Waves in Open Systems via Bi-orthogonal Basis

TL;DR

This paper demonstrates that wave dynamics in open dissipative systems can be exactly described using a bi-orthogonal basis framework, extending traditional quantum formalism to non-hermitian Hamiltonians with finite norms.

Contribution

It provides a rigorous foundation for modeling open system wave dynamics with bi-orthogonal bases, including a finite-norm inner product and extensions of quantum formalism.

Findings

Exact representation of open system dynamics using bi-orthogonal basis

Finite norms and inner products without regularization

Extension of perturbation theory and second-quantization to open systems

Abstract

Dissipative quantum systems are sometimes phenomenologically described in terms of a non-hermitian hamiltonian $H$, with different left and right eigenvectors forming a bi-orthogonal basis.
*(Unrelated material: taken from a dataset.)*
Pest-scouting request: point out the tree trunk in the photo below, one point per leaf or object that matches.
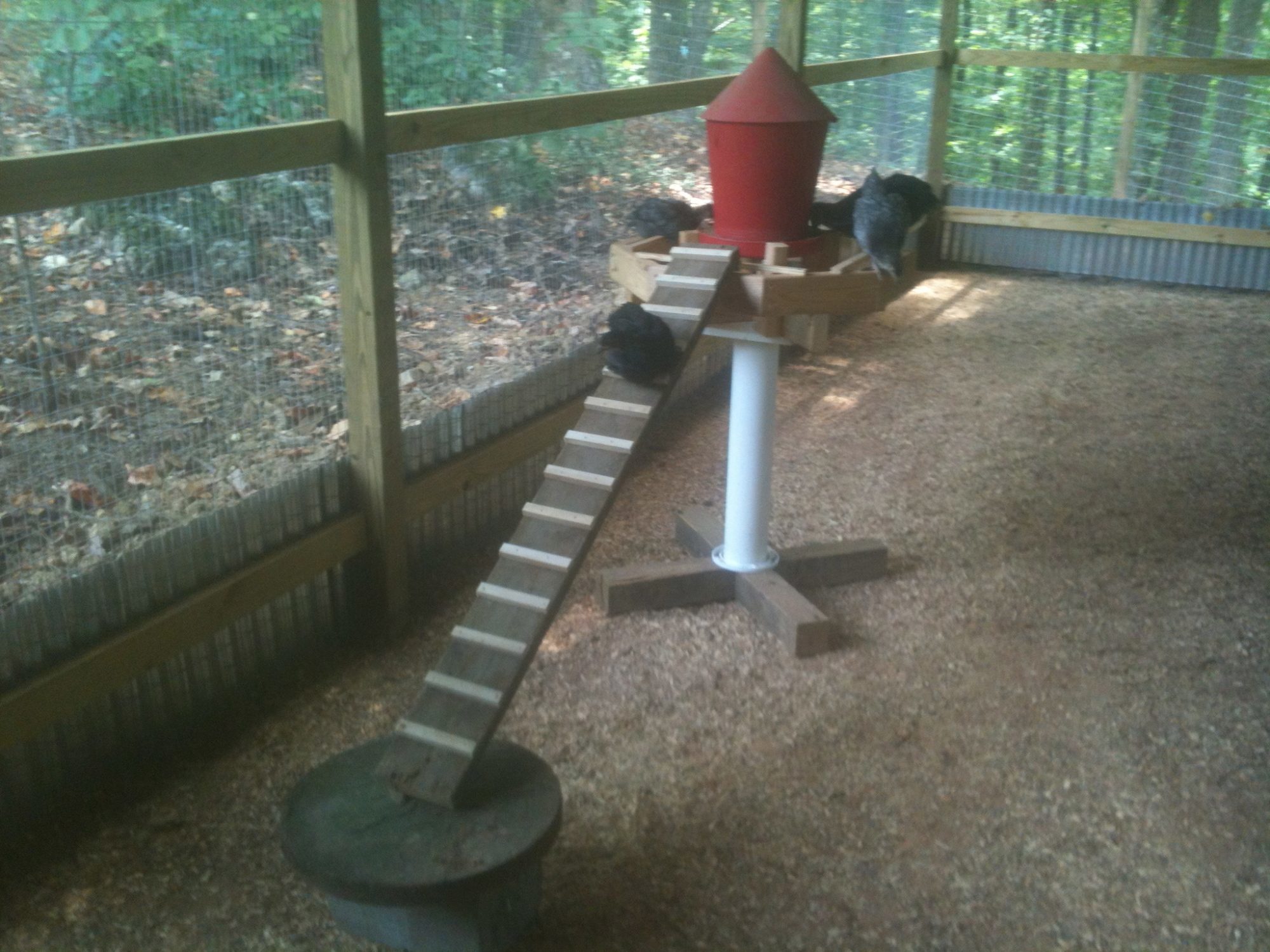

It is shown that the dynamics of waves in open systems can be cast exactly into this form, thus providing a well-founded realization of the phenomenological description and at the same time placing these open systems into a well-known framework. The formalism leads to a generalization of norms and inner products for open systems, which in contrast to earlier works is finite without the need for regularization. The inner product allows transcription of much of the formalism for conservative systems, including perturbation theory and second-quantization.